Earlier this year I applied for and received funding for the Aberdeen Cycle Forum to commission two visualisations of streets in Aberdeen with a bike path. One of them has just been released. It’s for King Street and extends the King Street Design Competition we held by taking the winning designs and turning them into something that can inspire and excite.
Here’s King Street as it is right now:
I took that photo yesterday and although I cycle along King Street I was still amazed by the volume of traffic and also the size of the vehicles. Roads with heavy goods vehicles have an even stronger case for a segregated bike path because of the dangers these vehicles pose to vulnerable road users like people on bicycles.
Here’s how King Street could look with a bike path:
I took the photograph used in the visualisation very early one Sunday morning when the road was quiet and I was able to stand in the middle to take a shot. Thankfully I also got it before all that scaffolding went up! Yesterday at about midday it was too busy for me to stand in the middle of the road.
I really wanted to make the point in this visualisation that bike paths are not just for athletic men on racing bikes. They’re also for women, children, people with disabilities, and other active travel modes like roller blades and scooters. When we paint lines on the road or put cyclists in a bus lane we appeal only to the less than 1% of mostly men who already cycle. We’re not appealing to the mass majority who do not. We need to transform our streets if we want to see real gains in the number of people commuting under their own steam.

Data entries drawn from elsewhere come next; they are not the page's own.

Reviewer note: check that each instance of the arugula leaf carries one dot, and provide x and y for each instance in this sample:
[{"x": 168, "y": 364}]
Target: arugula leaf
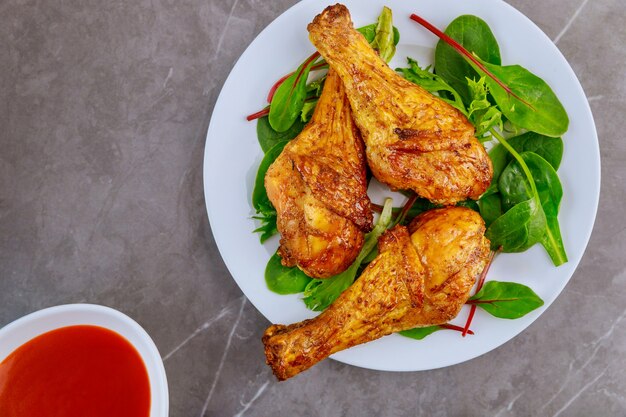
[
  {"x": 524, "y": 98},
  {"x": 481, "y": 112},
  {"x": 530, "y": 104},
  {"x": 320, "y": 293},
  {"x": 506, "y": 300},
  {"x": 420, "y": 333},
  {"x": 476, "y": 36},
  {"x": 268, "y": 137},
  {"x": 284, "y": 280},
  {"x": 431, "y": 83}
]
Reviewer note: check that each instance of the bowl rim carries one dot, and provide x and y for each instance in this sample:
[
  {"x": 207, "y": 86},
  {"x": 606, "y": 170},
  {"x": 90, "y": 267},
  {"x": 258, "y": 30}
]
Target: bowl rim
[{"x": 24, "y": 329}]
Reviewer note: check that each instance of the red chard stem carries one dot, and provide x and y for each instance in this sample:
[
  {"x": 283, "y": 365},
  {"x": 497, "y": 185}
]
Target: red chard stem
[
  {"x": 460, "y": 49},
  {"x": 481, "y": 281},
  {"x": 258, "y": 114},
  {"x": 454, "y": 327}
]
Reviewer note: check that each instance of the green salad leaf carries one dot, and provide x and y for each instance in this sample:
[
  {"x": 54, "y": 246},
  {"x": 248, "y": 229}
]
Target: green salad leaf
[
  {"x": 420, "y": 333},
  {"x": 515, "y": 187},
  {"x": 474, "y": 34},
  {"x": 268, "y": 137},
  {"x": 284, "y": 280},
  {"x": 506, "y": 300}
]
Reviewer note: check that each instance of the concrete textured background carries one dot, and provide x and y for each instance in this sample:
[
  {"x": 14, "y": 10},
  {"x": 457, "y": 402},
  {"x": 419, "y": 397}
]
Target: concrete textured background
[{"x": 104, "y": 108}]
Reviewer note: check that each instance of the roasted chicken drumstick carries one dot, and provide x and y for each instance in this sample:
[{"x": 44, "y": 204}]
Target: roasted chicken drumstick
[
  {"x": 418, "y": 279},
  {"x": 319, "y": 189},
  {"x": 413, "y": 139}
]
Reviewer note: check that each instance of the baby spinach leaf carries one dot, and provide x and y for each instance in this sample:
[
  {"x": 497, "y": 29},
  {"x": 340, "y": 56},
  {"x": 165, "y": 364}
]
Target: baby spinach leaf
[
  {"x": 289, "y": 98},
  {"x": 384, "y": 35},
  {"x": 519, "y": 228},
  {"x": 320, "y": 293},
  {"x": 476, "y": 36},
  {"x": 514, "y": 187},
  {"x": 549, "y": 148},
  {"x": 506, "y": 300},
  {"x": 490, "y": 208},
  {"x": 284, "y": 280},
  {"x": 269, "y": 137},
  {"x": 420, "y": 333},
  {"x": 369, "y": 32},
  {"x": 307, "y": 110},
  {"x": 530, "y": 104},
  {"x": 432, "y": 83},
  {"x": 260, "y": 201}
]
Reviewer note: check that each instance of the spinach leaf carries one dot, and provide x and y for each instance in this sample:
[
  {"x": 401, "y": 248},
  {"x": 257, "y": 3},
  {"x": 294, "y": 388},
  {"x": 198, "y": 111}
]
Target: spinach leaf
[
  {"x": 420, "y": 333},
  {"x": 369, "y": 32},
  {"x": 284, "y": 280},
  {"x": 490, "y": 208},
  {"x": 320, "y": 293},
  {"x": 260, "y": 201},
  {"x": 289, "y": 97},
  {"x": 506, "y": 300},
  {"x": 476, "y": 36},
  {"x": 269, "y": 137},
  {"x": 530, "y": 104},
  {"x": 515, "y": 187},
  {"x": 549, "y": 148},
  {"x": 384, "y": 36},
  {"x": 432, "y": 83},
  {"x": 307, "y": 110},
  {"x": 519, "y": 228}
]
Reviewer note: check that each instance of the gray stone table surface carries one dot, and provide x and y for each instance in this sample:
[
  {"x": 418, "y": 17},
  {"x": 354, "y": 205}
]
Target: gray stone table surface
[{"x": 104, "y": 107}]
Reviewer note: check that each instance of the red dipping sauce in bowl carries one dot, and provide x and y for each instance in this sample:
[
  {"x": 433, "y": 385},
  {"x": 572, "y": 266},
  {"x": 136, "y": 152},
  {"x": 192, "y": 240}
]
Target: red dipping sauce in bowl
[{"x": 75, "y": 371}]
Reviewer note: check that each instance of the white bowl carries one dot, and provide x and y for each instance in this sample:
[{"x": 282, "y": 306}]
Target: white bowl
[{"x": 28, "y": 327}]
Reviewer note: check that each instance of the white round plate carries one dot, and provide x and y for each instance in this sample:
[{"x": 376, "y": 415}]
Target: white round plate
[
  {"x": 15, "y": 334},
  {"x": 232, "y": 156}
]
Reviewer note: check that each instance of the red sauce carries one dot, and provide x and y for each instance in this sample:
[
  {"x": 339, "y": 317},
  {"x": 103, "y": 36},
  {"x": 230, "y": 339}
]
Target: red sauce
[{"x": 75, "y": 371}]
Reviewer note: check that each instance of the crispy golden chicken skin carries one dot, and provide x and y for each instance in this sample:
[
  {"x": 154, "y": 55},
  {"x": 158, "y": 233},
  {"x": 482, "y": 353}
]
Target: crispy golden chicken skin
[
  {"x": 417, "y": 280},
  {"x": 318, "y": 186},
  {"x": 413, "y": 139}
]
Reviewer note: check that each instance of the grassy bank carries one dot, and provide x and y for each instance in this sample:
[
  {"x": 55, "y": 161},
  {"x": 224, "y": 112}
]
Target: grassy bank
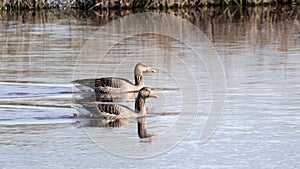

Visualisations like this are necessary because it can be hard to imagine how a bike path could look – how do intersections works? Where do buses go? How much space is left for cars? They can inspire us and help to overcome the inertia required to bring about this level of change. This doesn’t mean the bike path has to look exactly like this. It’s just one possible design.
I submitted this visualisation along with the winning designs from the competition to the city council yesterday. They were all well-received and I felt the council were impressed by the quality of the designs from the competition.